La nouvelle année s'ouvre sur une vérité accablante : la situation des personnes transgenres est alarmante en Inde. Une enquête de l'OMS menée en 2014 et 2015 le suggérait déjà - sur 5000 personnes transgenres sondées, un cinquième déclaraient avoir subi des violences sexuelles au cours des 12 derniers mois. Et aujourd'hui, c'est une investigation de CNN qui nous le rappelle. La chaîne américaine affirme notamment que les lois indiennes sur le viol ne protègent pas suffisamment les personnes trans.

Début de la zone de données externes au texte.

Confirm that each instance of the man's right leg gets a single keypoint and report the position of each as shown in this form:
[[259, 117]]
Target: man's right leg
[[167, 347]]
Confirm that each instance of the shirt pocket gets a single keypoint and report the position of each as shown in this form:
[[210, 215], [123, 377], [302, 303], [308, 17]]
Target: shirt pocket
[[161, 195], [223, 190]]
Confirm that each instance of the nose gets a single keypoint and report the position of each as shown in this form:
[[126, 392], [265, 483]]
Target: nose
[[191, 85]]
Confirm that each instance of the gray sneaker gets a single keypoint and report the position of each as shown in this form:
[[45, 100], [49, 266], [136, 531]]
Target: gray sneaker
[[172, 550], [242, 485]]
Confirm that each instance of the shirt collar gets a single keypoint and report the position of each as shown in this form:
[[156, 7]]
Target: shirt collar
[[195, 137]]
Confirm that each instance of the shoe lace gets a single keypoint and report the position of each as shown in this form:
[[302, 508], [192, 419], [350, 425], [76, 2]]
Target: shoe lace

Au contraire même, elles témoignent d'un fort contraste. Si une loi - apparue il y a deux ans à peine - punit les agressions physiques et sexuelles faites contre les personnes transgenres, d'une peine allant de six mois à deux ans (c'est peu, oui), un homme reconnu coupable d'avoir violé une femme (cisgenre) sera quant à lui condamné à un minimum de dix ans d'emprisonnement, et peut encourir à la perpétuité. Or, ces lois ne prennent pas en compte le fait qu'une femme transgenre... est aussi une femme.

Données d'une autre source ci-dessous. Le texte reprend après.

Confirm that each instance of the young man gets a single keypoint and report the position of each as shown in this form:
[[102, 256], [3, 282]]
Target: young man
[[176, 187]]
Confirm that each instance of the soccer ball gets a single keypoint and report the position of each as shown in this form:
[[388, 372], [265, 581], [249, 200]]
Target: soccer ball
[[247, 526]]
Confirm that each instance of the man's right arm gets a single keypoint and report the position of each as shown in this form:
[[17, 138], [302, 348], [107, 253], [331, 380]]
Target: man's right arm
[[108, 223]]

Peines insuffisamment sévères donc, mais AUSSI manque de protection de la part de l'Etat, ou encore manque de prise en considération flagrante de la part des autorités quand les victimes se rendent au commissariat... Elles abondent, les observations énoncées par les voix interrogées chez CNN. Victime d'un viol, Daina Dias, femme transgenre et activiste, est ainsi convaincue que "les lois indiennes sur le viol rendent presque impossible pour les personnes transgenres d'obtenir justice".
Un constat qui fait mal.
"Le viol est un viol, quelle que soit la victime ... si le crime est le même, la loi qui les punit doit être la même", abonde aujourd'hui Swati Bidhan Baruah, l'un des premiers juges transgenres de l'histoire du pays. D'où la lutte que mènent désormais les militants et militantes trans, depuis plusieurs mois déjà : faire porter à la Cour Suprême, puis au gouvernement, une pétition intégrant dans la loi la "neutralité de genre" - ou "gender neutrality" dans la langue de Shakespeare. En clair ? Assurer un traitement égal de la victime, et de l'agresseur, que l'affaire prise en compte concerne une victime cisgenre ou une victime transgenre.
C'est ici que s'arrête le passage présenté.